All in all this was a good read. It was a little cliché heavy, but as I said, it wasn't terrible. I think the groundwork's set for a great song, you just need some patching up to bring out your best. I most standby what I said for your breakdown. Luckily, considering the hectic nature of breakdowns, form and composure can go out the window and you can work with raw thoughts instead, which would give a nice break compared to the composed lines of the song.

But yeah, good start. Will read more from you.

#3
Hey thanks for the critique man, really helpful. I just started writing so I'm trying my best to stay away from cliches, and I definitely know I can write better. But I do have a belief that sometimes simplistic writing could be incredibly emotional, but it has to be done right.

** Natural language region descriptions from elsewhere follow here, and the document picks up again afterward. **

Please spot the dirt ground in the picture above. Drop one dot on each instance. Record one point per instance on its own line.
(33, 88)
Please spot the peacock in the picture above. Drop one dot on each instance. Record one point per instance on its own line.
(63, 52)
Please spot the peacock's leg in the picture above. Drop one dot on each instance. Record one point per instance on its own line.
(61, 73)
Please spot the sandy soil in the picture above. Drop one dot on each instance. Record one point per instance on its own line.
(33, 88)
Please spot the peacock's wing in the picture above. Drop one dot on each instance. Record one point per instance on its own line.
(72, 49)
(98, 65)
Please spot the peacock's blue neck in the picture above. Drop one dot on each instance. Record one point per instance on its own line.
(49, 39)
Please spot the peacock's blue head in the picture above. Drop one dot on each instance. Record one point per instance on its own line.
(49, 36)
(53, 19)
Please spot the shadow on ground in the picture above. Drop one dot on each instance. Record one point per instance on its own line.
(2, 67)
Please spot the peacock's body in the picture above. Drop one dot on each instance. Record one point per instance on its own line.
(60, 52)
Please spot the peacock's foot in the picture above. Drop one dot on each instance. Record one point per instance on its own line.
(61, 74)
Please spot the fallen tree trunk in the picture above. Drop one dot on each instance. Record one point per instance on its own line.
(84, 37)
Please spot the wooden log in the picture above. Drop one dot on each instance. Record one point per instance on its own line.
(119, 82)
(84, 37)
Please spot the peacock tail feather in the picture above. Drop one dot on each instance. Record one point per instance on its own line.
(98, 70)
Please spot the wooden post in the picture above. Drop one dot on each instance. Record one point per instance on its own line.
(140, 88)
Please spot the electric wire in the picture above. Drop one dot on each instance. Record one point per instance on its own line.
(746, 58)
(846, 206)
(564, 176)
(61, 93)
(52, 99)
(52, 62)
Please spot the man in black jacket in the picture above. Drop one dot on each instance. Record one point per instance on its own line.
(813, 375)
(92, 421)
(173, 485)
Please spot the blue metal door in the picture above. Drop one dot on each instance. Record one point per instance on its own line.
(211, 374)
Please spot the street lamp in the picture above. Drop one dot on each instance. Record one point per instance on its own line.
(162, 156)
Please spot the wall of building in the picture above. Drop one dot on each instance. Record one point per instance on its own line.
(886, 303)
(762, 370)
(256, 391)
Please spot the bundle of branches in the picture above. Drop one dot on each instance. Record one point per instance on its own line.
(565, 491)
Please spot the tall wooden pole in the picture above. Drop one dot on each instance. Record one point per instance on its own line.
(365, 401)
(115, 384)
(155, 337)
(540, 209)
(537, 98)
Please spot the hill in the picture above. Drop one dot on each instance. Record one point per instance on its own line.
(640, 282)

I do like La Dispute, they do have a lot of emotion and that's what I'm headed for. I like their lyrics and I've been getting inspired from bands like them and Brand New, who I think also write amazing lyrics.

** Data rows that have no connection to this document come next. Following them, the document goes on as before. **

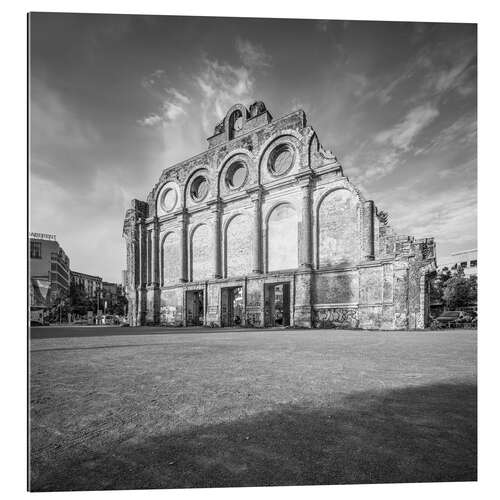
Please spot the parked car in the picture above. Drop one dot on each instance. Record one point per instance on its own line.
(452, 319)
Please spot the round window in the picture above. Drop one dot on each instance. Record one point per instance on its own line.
(199, 188)
(281, 159)
(236, 175)
(168, 200)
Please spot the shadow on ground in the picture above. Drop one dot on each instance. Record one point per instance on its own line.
(414, 434)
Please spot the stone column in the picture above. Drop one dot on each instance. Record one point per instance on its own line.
(184, 247)
(155, 279)
(368, 230)
(256, 197)
(305, 235)
(155, 261)
(216, 210)
(149, 256)
(141, 302)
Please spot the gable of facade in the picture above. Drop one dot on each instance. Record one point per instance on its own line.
(264, 220)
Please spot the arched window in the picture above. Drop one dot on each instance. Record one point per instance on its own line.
(201, 253)
(238, 256)
(235, 123)
(282, 238)
(170, 252)
(338, 229)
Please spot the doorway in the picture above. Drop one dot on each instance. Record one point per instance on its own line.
(277, 304)
(232, 306)
(194, 308)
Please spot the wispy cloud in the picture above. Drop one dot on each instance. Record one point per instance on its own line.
(221, 86)
(172, 101)
(402, 135)
(252, 55)
(462, 132)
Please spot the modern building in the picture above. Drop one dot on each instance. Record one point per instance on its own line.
(88, 283)
(263, 228)
(466, 260)
(49, 270)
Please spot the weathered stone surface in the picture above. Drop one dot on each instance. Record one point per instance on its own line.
(290, 231)
(238, 256)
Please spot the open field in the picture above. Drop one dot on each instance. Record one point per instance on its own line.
(150, 408)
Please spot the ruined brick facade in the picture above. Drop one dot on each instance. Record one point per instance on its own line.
(264, 229)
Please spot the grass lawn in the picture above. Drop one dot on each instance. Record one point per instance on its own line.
(141, 408)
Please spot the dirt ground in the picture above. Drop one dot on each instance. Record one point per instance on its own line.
(117, 408)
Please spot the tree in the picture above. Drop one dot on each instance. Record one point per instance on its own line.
(460, 291)
(438, 284)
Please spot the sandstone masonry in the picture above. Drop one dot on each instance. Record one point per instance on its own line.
(264, 229)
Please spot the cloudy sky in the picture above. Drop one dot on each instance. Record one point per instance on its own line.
(116, 99)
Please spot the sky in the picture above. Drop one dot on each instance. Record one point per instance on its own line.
(115, 99)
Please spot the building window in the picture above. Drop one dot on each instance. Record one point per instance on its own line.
(235, 123)
(199, 188)
(168, 200)
(35, 249)
(281, 159)
(236, 175)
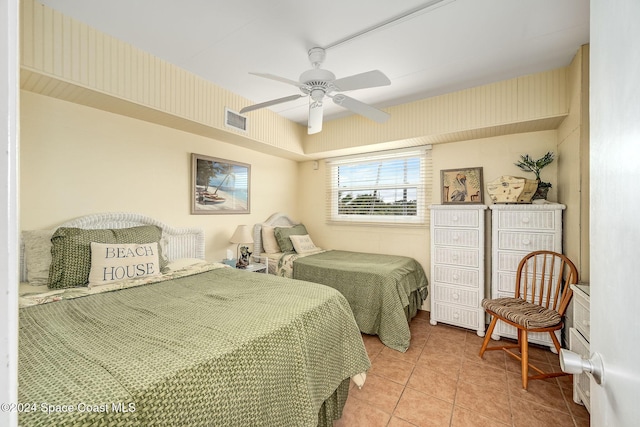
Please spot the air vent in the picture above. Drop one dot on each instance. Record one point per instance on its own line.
(235, 120)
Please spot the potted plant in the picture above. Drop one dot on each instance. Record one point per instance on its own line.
(528, 164)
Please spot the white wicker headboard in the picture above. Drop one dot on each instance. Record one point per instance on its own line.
(181, 242)
(277, 219)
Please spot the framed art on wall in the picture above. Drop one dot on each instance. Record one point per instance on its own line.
(219, 186)
(460, 186)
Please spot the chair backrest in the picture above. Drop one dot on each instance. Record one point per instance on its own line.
(544, 278)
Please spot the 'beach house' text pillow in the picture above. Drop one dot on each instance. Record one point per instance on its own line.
(112, 262)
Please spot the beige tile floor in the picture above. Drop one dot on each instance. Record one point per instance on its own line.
(441, 381)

This is just a first draft, it will definitely get better

Thanks again!
#4
Song:

Verse 1:
Tired of the smiles to mask
And the pain that I feel (How about “All” instead of “And&rdquo
With the sound of their name
But I know for sure that I'm stronger than this

It seems the longer that I hold this off
The more easier it is for my sanity to dissolve
Let go
But I know it's already been gone

Pre-Chorus:
Do you know what it's like to feel betrayed?
(Do you know what it's like to feel this way?)
Do you know what it's like to see your face?

Chorus:
I turn my back for just one second
And it all blows up
And the worst part is it's not the first time you've ****ed up

I turn my back for just one second
And there it goes
And I'm trying to recover from your previous blow but no (but know)
You try to rip out my heart, yet you've already scarred it once
(how about “You try to rip out my heart and reclaim the scars you made)

Verse 2:
My life is an open book
Full of stories of faith and the love that you took
But know
I just need time to let this go

My mind is a pillar to hold (how about “My mind is a keg that holds&rdquo
All my thoughts of this
And it's about to implode
Oh noooo
All the sleep that I've lost can't be brought back now

*Pre-Chorus*

*Chorus*

Breakdown (not screamed):
My trust does not come easy x4

Breakdown (addressed to the guy, screamed):
Don't try to take what's mine
You've had your chance and lost last time
But then you try to force it back
I will foil your ideas and your plan of attack (how about “With your useless ideas as some plan of attack&rdquo
The worst part is we could've been friends
But now all I can think is of seeing you dead
I forgive as I feel any person should
But know that my respect you will never deserve

*chorus*


Hey, I finally got here to read this and tell you what I think.

After reading this I feel like “let’s go get in the car and mess that mofo up!” He can’t be messing your girl like this!

I sung the song to myself and could picture it being slow, like modern country. I liked it and added my two cents as well.

By the way, thanks for the crit of “Depraved”. I took your advise and re-wrote some of it and added some new material if you want to check it out.

Good job and I hope to see some more.